E é justamente sobre as impetuosas ondas de generosidade que hoje desejo contar-vos.

Era noite de uma sexta-feira de verão, via-se a chuva da janela e preparava-se uma madrugada de sono mais fresca. Ao barulho da chuva somou-se um estalar de notificações incomum.

Tudo está debaixo d’água! O rio enche rápido! A chuva não para.

O que eu posso fazer? Tem notícias da cidade? Conseguiu falar na roça?

O dia amanheceu movimentado. Isolados e desolados. Sozinhos, todos, inclusive nós. E a luz do sol como um flash revelava o que estava oculto pela escuridão da noite e confirmava: Tudo está debaixo d’água!

Nas torrentes de mensagens, imagens e notícias um pedido chamou a atenção: não temos o que comer e não temos onde preparar comida. Precisamos de ajuda.

Esta mensagem não ficou sem resposta.

Vamos fazer um sopão!

Sim! Mas, como? Precisamos de cozinha, de um lugar grande!

O Cespa está aberto!

E foi assim, prontamente, que a disponibilidade de servir tomou a forma de acolhida, encontro, abertura e alimento. Em menos de 24 h das primeiras notícias da enchente, as primeiras 600 refeições começaram a ser preparadas no Centro de Espiritualidade São José de Anchieta e foram entregues em Iconha na noite de sábado, dia 18. Uma semana depois, duplicamos a quantidade de marmitas e semeamos palavras doces em suas tampas.

Sabemos que não fomos os únicos a produzir comida, que Anchieta não foi o único lugar em que se manifestou a generosidade de tantos jovens, adultos, idosos e crianças.

Inúmeras pessoas doaram o que possuíam em suas casas; tantos foram os que usaram o pouco dinheiro que tinham para comprar alimento e água para os desabrigados; muitos doaram na enchente de ontem e hoje estão com suas casas inundadas pelas novas chuvas. Quisera eu dar voz a tantas histórias magníficas. Mas amor é um mistério insondável.

As manchas da dor, como lama, podem ser removidas com a água limpa do amor. Cada doação foi uma gota límpida de generosidade. E aqui, nasceu um grande poço de água cristalina onde muitos trouxeram seus baldes a fim de levar a água para dar de beber aos que necessitam.

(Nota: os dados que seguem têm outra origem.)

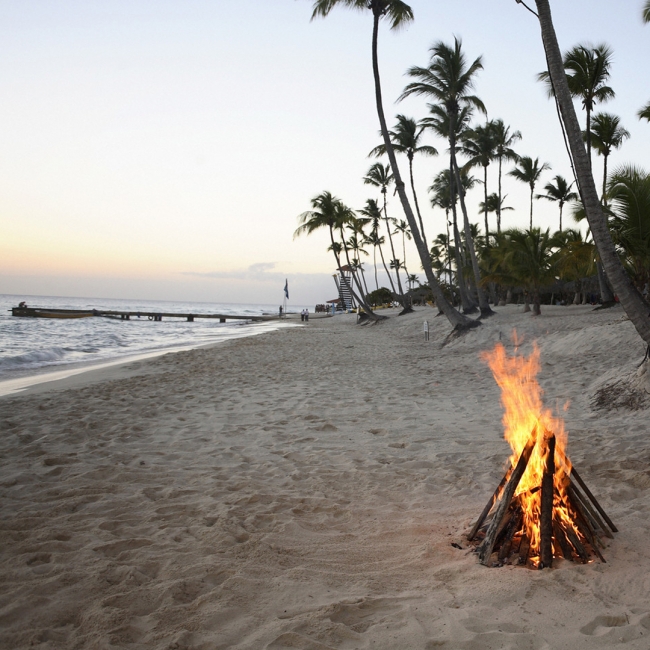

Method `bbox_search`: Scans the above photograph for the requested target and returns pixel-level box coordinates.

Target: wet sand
[0,306,650,650]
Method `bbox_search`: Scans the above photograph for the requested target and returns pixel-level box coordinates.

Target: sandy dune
[0,306,650,650]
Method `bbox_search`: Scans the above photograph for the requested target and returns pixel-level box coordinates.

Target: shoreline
[0,322,304,399]
[0,306,650,650]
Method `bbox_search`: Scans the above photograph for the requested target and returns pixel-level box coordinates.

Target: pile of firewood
[467,431,618,569]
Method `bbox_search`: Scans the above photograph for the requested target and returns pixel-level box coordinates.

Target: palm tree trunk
[372,244,379,290]
[449,175,477,314]
[596,260,616,307]
[384,192,404,296]
[402,232,409,278]
[483,165,490,246]
[379,239,397,294]
[585,104,591,172]
[339,227,365,304]
[535,0,650,345]
[372,13,476,330]
[404,154,428,244]
[330,227,374,320]
[445,209,455,302]
[497,156,503,234]
[449,140,494,318]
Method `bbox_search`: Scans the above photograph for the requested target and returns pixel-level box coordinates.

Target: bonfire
[468,344,618,569]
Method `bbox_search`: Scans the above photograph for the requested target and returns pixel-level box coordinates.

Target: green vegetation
[296,0,650,350]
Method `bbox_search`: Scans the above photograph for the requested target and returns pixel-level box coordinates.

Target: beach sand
[0,306,650,650]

É um novo Poço Jesuítico! À semelhança daqueles que os primeiros missionários jesuítas, como o próprio José de Anchieta, cuidavam de providenciar para que sempre tivesse água limpa para dar de beber aos índios, aos colonos e a qualquer visitante ou transeunte que tivesse sede no caminho.

E foi assim! Aqui, eu vi voluntários que vieram de longe se achegarem no Santuário e quando receberam uma refeição, uma água, um sorriso: se emocionaram. É a água límpida da caridade.

 

Sobre o agradecimento e a gratidão

Aos que enviaram todos os tipos de doações e em qualquer quantidade.

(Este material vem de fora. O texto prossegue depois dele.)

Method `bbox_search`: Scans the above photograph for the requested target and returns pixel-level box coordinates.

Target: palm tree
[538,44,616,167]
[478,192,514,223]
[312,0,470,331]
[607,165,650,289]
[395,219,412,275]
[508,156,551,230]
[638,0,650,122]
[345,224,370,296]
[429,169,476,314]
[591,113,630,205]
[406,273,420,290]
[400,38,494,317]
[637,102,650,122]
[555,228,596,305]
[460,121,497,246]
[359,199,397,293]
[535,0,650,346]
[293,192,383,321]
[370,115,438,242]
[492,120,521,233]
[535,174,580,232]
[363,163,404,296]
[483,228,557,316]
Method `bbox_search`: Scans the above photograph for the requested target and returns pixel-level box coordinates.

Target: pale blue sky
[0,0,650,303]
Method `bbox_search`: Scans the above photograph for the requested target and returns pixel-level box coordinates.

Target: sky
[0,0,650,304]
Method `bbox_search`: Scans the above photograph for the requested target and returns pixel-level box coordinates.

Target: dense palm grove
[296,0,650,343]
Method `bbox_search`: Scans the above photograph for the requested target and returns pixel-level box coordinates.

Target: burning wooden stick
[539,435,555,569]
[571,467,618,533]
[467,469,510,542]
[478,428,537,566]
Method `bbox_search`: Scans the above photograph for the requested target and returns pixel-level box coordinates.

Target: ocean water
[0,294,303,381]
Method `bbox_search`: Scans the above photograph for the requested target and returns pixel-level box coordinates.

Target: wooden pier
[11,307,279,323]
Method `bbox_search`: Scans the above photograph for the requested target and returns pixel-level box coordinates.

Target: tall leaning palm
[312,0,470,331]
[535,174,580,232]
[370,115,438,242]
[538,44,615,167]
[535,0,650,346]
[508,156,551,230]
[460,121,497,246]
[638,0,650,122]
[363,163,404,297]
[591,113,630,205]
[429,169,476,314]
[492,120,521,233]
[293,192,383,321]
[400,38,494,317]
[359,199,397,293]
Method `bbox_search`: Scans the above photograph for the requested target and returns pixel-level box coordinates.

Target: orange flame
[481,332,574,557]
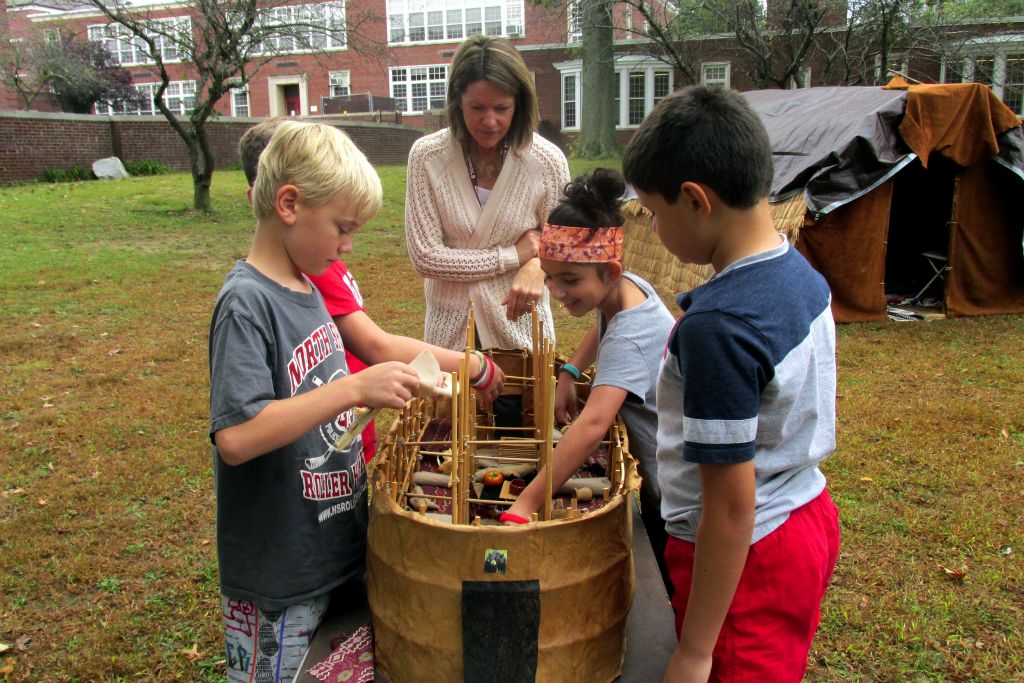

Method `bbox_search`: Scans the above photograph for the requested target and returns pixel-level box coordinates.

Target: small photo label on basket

Aos que estiveram aqui doando tempo, força, apoio, canto.

Aos que ficaram em casa para que os voluntários trabalhassem.

Aos motoristas.

Aos padres jesuítas de Anchieta e Iconha que nos acolheram, nos ajudaram, abriram as portas das igrejas, do centro pastoral e da própria casa de vocês.

Aos que receberam o alimento….

A este lugar santo que agora também é sagrado para mim.

Aqui eu revivi. Quantos reviveram! Sozinha, não conseguiria. Este Santuário foi o ninho. Alçaremos voo. Talvez, não nos vejam, todos. Mas cada um aprendeu a voar, porque Deus nos criou para os mais altos ideais de Cristo.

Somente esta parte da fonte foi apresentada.